Faculty Profile: Dr. Sandra Eksioglu

Andro Mondala
Sandra Eksioglu

Department and semester/year of hire

Industrial and Systems Engineering, August 2005 

Degrees and institutions

Ph.D.            Industrial Engineering            University of Florida
M.S.            Management Sciences            Mediterranean Agronomic Institute of Chania, Greece
B.S.            Business Administration            University of Tirana, Albania     

Please tell us about your work prior to coming to MSU.

Prior to joining MSU as an Assistant Professor, I worked as an Instructor for MSU and Case Western Reserve University, and I worked as an Assistant Professor for the University of Evansville.

Please discuss your area(s) of specialty.

My research work is focused on modeling, analyzing, and solving large-scale, logistics, and dynamic supply-chain management problems.
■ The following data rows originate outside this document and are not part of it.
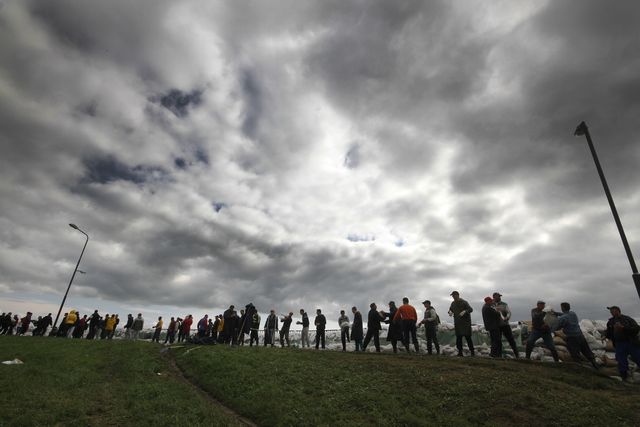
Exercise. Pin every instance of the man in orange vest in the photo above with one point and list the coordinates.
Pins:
(408, 316)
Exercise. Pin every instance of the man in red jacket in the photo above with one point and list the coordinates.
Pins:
(408, 316)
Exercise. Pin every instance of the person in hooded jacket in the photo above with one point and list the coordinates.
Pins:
(394, 333)
(186, 327)
(94, 322)
(460, 310)
(304, 334)
(357, 330)
(255, 327)
(270, 328)
(109, 325)
(491, 318)
(136, 326)
(81, 326)
(70, 323)
(158, 330)
(171, 331)
(106, 322)
(343, 322)
(284, 330)
(202, 326)
(321, 323)
(214, 328)
(25, 321)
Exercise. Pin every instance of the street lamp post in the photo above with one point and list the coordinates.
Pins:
(582, 129)
(75, 270)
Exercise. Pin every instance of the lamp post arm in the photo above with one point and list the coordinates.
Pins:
(614, 211)
(75, 270)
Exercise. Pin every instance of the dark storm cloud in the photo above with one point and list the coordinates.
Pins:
(352, 158)
(108, 169)
(242, 151)
(178, 102)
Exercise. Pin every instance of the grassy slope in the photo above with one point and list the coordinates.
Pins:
(294, 387)
(80, 382)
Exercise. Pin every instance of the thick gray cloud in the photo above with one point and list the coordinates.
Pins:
(321, 154)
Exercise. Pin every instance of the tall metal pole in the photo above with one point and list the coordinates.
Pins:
(582, 129)
(75, 270)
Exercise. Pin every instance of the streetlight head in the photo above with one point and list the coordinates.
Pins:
(581, 129)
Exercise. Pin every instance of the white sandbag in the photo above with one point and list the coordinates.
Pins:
(587, 326)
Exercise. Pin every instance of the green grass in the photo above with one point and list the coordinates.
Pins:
(80, 382)
(294, 387)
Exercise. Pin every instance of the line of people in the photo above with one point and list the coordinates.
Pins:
(231, 328)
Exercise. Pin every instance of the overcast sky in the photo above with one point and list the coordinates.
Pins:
(317, 154)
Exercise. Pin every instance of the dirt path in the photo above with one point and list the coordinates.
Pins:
(177, 372)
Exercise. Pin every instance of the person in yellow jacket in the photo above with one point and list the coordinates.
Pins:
(70, 322)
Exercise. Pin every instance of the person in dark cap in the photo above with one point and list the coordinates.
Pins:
(357, 331)
(284, 330)
(343, 323)
(320, 322)
(373, 328)
(460, 310)
(576, 343)
(491, 318)
(539, 329)
(430, 322)
(394, 333)
(505, 315)
(623, 332)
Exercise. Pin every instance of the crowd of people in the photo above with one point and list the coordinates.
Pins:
(231, 328)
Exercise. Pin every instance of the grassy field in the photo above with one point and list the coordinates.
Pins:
(294, 387)
(103, 383)
(80, 382)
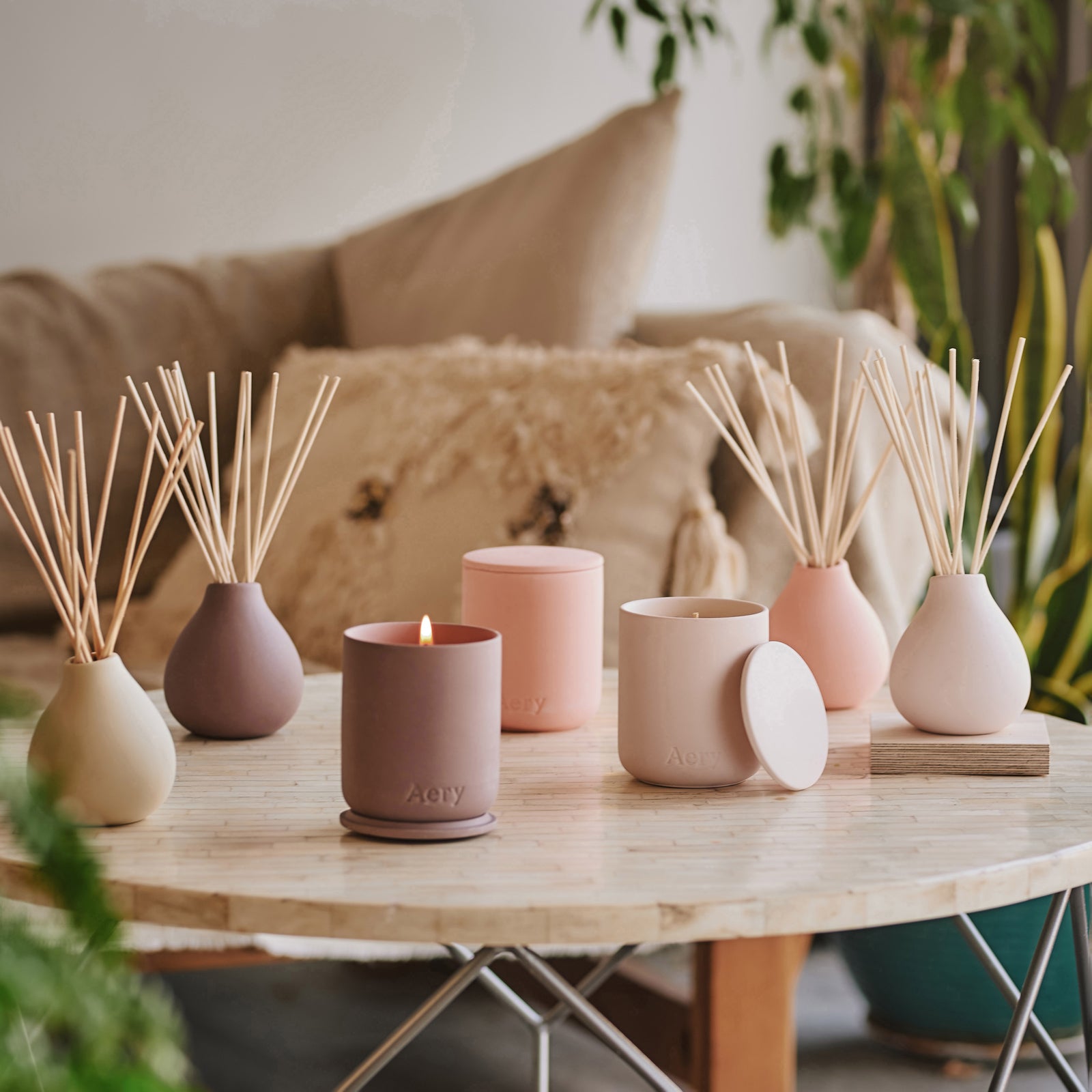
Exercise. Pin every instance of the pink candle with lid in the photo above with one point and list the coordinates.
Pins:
(547, 603)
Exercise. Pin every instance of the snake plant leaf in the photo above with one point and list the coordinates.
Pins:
(1082, 324)
(1080, 544)
(1050, 696)
(1059, 633)
(921, 229)
(1041, 318)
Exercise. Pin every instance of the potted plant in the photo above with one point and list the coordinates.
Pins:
(74, 1015)
(949, 87)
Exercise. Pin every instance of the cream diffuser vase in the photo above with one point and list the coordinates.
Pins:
(105, 744)
(101, 741)
(827, 620)
(234, 672)
(960, 667)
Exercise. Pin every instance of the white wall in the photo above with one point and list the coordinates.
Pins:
(169, 128)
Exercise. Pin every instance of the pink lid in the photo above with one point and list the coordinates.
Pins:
(532, 560)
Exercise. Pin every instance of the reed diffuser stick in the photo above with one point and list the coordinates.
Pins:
(234, 543)
(820, 538)
(944, 523)
(69, 565)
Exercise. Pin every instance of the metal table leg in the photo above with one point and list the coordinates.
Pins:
(1011, 994)
(418, 1021)
(571, 1001)
(595, 1021)
(1024, 999)
(1078, 915)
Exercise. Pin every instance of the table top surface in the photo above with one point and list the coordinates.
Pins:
(250, 842)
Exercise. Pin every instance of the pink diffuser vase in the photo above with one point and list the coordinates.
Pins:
(827, 620)
(234, 673)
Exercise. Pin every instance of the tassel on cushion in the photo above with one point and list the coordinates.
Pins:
(706, 560)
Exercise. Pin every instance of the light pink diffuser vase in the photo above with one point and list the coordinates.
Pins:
(420, 731)
(547, 602)
(827, 620)
(234, 673)
(680, 713)
(960, 669)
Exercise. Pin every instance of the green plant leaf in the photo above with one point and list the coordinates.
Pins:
(817, 38)
(651, 9)
(665, 63)
(1040, 318)
(791, 195)
(1051, 696)
(784, 12)
(1082, 324)
(961, 201)
(921, 232)
(618, 25)
(801, 101)
(593, 12)
(1080, 543)
(1074, 129)
(16, 702)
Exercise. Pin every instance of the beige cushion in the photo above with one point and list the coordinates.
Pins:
(889, 557)
(433, 451)
(67, 345)
(554, 251)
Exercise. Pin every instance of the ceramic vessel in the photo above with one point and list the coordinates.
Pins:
(234, 673)
(420, 729)
(960, 669)
(547, 603)
(680, 713)
(827, 620)
(105, 743)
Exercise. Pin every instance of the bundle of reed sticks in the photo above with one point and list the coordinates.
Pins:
(233, 528)
(822, 538)
(940, 483)
(69, 564)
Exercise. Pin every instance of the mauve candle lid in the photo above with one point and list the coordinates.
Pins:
(532, 560)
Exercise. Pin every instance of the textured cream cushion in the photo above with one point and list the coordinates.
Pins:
(554, 251)
(429, 452)
(889, 558)
(68, 345)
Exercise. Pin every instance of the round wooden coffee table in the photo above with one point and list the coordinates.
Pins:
(584, 854)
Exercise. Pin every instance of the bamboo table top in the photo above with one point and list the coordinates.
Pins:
(250, 842)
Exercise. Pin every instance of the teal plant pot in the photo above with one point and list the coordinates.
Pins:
(923, 981)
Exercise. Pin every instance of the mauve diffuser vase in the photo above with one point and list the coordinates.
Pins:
(960, 669)
(106, 745)
(827, 620)
(234, 672)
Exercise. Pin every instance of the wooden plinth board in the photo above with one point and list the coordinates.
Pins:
(1022, 749)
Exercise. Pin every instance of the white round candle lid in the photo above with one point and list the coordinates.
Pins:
(784, 715)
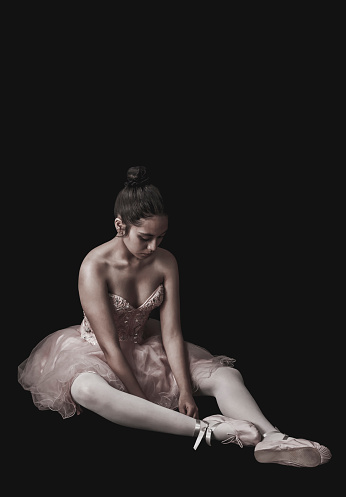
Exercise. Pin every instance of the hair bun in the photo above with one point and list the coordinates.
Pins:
(137, 176)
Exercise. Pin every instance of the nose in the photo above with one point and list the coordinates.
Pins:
(152, 245)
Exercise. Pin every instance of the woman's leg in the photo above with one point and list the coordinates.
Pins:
(93, 392)
(233, 398)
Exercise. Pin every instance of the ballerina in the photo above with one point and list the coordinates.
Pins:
(137, 371)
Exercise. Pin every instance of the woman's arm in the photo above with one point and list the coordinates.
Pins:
(94, 298)
(172, 337)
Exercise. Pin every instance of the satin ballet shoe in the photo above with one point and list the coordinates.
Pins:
(241, 432)
(294, 452)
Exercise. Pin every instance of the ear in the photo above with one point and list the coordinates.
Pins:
(119, 225)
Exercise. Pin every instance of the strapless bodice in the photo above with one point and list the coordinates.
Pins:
(129, 320)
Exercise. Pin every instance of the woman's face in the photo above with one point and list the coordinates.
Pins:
(143, 240)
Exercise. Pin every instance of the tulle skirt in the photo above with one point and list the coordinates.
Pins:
(58, 359)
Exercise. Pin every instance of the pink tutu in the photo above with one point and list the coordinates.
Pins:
(58, 359)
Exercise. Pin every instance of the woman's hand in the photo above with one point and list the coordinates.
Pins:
(187, 405)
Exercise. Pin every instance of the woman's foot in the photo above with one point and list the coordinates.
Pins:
(278, 448)
(226, 430)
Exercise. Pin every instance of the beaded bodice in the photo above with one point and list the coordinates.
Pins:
(129, 320)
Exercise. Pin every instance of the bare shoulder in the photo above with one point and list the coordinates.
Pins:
(93, 269)
(166, 261)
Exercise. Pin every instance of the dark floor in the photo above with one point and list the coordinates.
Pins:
(87, 453)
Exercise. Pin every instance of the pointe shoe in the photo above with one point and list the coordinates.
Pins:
(241, 432)
(294, 452)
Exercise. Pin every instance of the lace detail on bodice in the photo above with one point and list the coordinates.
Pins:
(129, 320)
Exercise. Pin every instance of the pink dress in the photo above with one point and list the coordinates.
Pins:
(59, 358)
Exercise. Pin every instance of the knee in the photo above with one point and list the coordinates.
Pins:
(225, 376)
(83, 389)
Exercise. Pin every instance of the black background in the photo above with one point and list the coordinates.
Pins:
(244, 150)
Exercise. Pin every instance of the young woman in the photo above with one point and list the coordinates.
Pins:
(136, 371)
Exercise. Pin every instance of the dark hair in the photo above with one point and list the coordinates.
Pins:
(138, 199)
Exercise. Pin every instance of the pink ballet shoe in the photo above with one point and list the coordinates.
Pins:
(295, 452)
(241, 432)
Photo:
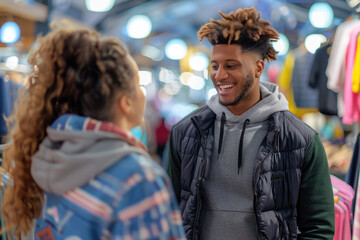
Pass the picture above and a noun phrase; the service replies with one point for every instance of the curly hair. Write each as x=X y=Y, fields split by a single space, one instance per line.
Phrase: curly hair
x=244 y=28
x=74 y=71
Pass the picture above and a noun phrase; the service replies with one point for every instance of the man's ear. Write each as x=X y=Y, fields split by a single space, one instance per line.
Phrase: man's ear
x=259 y=68
x=124 y=103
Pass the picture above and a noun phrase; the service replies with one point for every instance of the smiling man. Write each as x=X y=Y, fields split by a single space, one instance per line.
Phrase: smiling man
x=243 y=166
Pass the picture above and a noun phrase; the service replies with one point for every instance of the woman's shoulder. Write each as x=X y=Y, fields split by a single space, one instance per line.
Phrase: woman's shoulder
x=135 y=164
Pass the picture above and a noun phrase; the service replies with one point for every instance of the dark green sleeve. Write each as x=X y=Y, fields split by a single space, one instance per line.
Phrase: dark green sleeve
x=316 y=214
x=174 y=165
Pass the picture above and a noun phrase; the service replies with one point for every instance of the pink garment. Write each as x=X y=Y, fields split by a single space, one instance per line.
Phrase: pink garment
x=351 y=99
x=356 y=224
x=344 y=195
x=339 y=221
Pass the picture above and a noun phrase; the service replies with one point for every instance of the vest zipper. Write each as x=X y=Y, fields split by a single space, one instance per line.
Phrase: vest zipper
x=198 y=184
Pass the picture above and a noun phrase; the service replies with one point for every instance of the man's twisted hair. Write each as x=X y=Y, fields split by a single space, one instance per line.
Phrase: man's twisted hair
x=244 y=28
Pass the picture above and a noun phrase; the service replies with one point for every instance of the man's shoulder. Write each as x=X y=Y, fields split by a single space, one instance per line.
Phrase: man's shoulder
x=292 y=124
x=201 y=113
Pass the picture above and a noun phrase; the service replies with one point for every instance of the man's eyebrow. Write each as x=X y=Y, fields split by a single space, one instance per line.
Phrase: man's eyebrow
x=226 y=60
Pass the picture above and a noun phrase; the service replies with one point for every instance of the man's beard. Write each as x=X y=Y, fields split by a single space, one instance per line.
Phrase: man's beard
x=249 y=81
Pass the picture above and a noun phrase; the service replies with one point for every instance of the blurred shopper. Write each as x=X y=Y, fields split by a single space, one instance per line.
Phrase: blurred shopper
x=243 y=166
x=75 y=165
x=162 y=135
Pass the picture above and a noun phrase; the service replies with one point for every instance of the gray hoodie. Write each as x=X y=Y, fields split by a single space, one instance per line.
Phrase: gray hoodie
x=69 y=159
x=228 y=209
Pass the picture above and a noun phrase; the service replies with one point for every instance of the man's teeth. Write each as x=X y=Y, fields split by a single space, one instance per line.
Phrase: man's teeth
x=222 y=87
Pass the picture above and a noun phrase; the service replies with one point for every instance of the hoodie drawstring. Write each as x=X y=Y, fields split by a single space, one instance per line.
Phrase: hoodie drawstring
x=223 y=118
x=241 y=144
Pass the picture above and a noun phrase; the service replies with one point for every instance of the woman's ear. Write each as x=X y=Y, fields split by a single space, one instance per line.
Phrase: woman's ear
x=124 y=103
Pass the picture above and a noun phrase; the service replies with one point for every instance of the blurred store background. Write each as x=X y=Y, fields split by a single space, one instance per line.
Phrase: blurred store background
x=174 y=65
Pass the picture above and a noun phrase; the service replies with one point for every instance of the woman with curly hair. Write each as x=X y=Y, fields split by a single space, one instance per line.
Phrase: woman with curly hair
x=77 y=171
x=242 y=165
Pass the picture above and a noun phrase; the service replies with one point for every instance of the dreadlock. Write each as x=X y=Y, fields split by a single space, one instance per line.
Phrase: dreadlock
x=244 y=28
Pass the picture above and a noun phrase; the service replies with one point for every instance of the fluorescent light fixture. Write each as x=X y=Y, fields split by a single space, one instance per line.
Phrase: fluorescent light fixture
x=314 y=41
x=138 y=26
x=12 y=62
x=211 y=93
x=196 y=82
x=10 y=32
x=321 y=15
x=176 y=49
x=145 y=77
x=199 y=61
x=281 y=45
x=99 y=5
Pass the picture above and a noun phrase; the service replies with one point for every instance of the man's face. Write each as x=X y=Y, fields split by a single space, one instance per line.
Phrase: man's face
x=235 y=75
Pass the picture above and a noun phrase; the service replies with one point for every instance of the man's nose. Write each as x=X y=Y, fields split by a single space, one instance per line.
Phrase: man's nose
x=221 y=74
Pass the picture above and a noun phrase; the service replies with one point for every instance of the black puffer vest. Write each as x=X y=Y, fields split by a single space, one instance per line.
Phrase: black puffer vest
x=277 y=175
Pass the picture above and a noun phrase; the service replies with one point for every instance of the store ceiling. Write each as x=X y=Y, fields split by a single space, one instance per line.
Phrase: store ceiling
x=182 y=18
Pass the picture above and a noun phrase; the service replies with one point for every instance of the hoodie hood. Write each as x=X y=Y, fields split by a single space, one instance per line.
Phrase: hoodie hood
x=271 y=101
x=76 y=149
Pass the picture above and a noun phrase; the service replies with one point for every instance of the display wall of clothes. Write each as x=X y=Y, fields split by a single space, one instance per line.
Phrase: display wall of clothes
x=343 y=70
x=8 y=95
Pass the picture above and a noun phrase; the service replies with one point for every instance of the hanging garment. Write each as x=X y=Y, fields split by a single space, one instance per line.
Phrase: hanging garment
x=351 y=99
x=352 y=176
x=356 y=70
x=327 y=100
x=335 y=70
x=284 y=82
x=304 y=96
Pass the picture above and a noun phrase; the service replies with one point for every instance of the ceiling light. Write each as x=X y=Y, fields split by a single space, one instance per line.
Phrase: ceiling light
x=10 y=32
x=321 y=15
x=138 y=26
x=314 y=41
x=99 y=5
x=196 y=82
x=281 y=45
x=199 y=61
x=176 y=49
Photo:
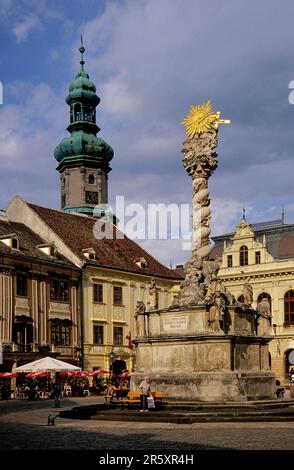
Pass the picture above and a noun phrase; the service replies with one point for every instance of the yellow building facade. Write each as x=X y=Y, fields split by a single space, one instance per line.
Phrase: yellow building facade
x=265 y=253
x=115 y=274
x=110 y=299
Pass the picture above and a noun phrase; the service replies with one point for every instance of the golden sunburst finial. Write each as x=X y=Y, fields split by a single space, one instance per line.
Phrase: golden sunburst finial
x=201 y=118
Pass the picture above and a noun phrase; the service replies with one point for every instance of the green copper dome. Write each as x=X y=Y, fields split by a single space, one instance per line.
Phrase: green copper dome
x=82 y=87
x=85 y=147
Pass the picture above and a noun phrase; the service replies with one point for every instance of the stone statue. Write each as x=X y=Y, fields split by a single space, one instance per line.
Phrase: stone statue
x=140 y=319
x=247 y=292
x=153 y=295
x=263 y=317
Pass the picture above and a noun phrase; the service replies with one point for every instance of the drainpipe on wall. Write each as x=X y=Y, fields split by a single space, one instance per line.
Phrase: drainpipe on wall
x=82 y=319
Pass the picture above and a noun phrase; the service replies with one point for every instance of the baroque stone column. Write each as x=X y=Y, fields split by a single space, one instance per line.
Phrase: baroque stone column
x=201 y=284
x=200 y=162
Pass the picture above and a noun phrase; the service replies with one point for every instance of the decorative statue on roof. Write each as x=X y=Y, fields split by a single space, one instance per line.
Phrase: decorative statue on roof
x=153 y=295
x=263 y=317
x=247 y=293
x=140 y=319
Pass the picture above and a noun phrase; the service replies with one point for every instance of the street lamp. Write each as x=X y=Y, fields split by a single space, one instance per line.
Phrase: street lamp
x=111 y=357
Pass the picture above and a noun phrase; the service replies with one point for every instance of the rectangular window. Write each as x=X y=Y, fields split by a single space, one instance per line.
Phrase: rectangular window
x=21 y=285
x=98 y=293
x=59 y=290
x=117 y=295
x=257 y=257
x=98 y=334
x=60 y=334
x=118 y=335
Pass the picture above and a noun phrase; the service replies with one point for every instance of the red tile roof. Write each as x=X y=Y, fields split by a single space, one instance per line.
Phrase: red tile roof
x=286 y=247
x=28 y=244
x=77 y=232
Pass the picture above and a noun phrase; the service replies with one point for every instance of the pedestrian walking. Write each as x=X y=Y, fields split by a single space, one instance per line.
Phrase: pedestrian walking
x=145 y=388
x=56 y=394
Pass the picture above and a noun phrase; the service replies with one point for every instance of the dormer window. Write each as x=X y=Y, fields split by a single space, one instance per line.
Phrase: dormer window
x=11 y=241
x=142 y=263
x=15 y=243
x=89 y=253
x=91 y=179
x=49 y=250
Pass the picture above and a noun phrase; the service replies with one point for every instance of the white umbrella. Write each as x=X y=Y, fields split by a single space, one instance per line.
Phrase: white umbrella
x=47 y=364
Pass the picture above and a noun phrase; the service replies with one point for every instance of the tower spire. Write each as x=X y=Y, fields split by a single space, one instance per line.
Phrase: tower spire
x=82 y=50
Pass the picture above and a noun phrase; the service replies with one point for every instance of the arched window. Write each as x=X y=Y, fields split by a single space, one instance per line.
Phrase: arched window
x=89 y=114
x=91 y=179
x=77 y=112
x=289 y=306
x=243 y=255
x=264 y=295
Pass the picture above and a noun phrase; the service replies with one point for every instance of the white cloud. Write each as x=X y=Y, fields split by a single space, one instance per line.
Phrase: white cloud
x=26 y=25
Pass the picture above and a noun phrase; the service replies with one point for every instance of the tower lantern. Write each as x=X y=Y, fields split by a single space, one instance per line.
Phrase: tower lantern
x=83 y=158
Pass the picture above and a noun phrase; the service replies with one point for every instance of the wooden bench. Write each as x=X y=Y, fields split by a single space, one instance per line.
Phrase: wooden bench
x=134 y=398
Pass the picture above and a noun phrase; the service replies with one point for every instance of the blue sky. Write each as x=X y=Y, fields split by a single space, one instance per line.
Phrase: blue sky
x=150 y=60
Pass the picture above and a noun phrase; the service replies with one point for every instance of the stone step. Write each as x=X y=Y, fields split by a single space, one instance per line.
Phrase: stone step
x=180 y=415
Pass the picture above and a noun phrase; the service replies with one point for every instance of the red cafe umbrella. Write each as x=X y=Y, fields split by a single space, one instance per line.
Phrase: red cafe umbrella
x=35 y=375
x=99 y=372
x=84 y=373
x=68 y=374
x=7 y=375
x=126 y=374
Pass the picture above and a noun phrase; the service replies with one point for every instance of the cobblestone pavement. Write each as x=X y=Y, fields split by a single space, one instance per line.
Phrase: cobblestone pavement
x=23 y=425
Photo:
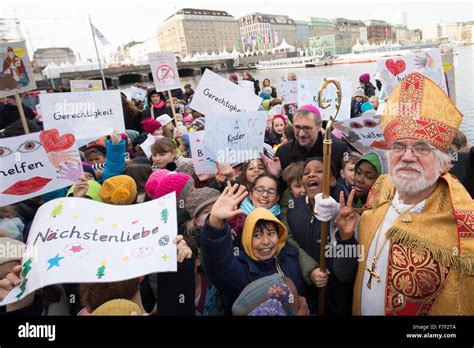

Specifically, I consider the problem of managing production, inventory, and distribution that is faced by many companies that are part of large supply chains. The goal is to design a production and transportation schedule as well as an inventory policy that minimizes system-wide costs. I use math programming tools to model and solve these problems.  

Please tell us about some of the courses you have taught and/or developed at MSU.

I regularly teach Systems Simulation I and Information Systems for Industrial Engineers. These are both Industrial Engineering core courses. At the graduate level, I teach Network Flow and Dynamic Programming and Nonlinear Programming.

What research projects are you involved in at MSU?

Most of the research projects I have been involved in are related to supply-chain design and management for biofuels. In my models, I have considered corn, lignocellulosic biomass, and waste (from wastewater-treatment plants) being used as biomass feedstocks to produce biofuels. This research has been funded by the Office of Research and Economic Development at MSU, Mississippi Technology Alliances, National Center for Intermodal Transportation, and SERC.

In addition, I have been involved in projects related to transportation systems design, evacuation, and production scheduling. These projects have been funded by Mississippi Department of Transportation, U.S. Small Business Administration, U.S. Department of Homeland Security, and Northrop Grumman Corporation.    

Which of these research projects are you involved in with SERC?

I work with the Drs. Rafael Hernandez and Todd French, who are also members of SERC. My contribution is to design supply chains that will support production of biodiesel through biocrude generated from wastewaters at wastewater-treatment plants. The purpose of my research is to identify facility locations, transportation modes, and transportation paths for biomass feedstock so that transportation and inventory costs in the system would be minimized.  

Please tell us about any recent or upcoming conferences and/or publications in which you discuss this SERC research.

I discussed this research at the 2010 Institute of Industrial Engineers Annual Meeting, which was held in the beginning of June in Cancun, Mexico. I also presented this research at the 5th Annual MSU BioFuels Conference last month in Jackson, MS. My graduate student plans to present this research at the 2010 INFORMS (Institute for Operations Research and Management Science) Annual Meeting that will take place November in Austin, TX. During the last academic year, my graduate students have presented posters of this research on several occasions (e.g., 4th Annual MSU BioFuels Conference, 2nd Annual MSU Transportation Workshop, and 2010 MAS/INFORMS SW Regional Conference).

Please discuss your upcoming research project(s).

My next project is again related to Biocrude supply chains. So far, we have designed optimization models to identify facility locations and estimate transportation costs. Our next step is to build a simulation-optimization model to identify ways to improve this supply chain. My group plans to build a discrete-event simulation model to capture the day-to-day dynamics of this chain. I think we now have a large amount of data to support the simulation model.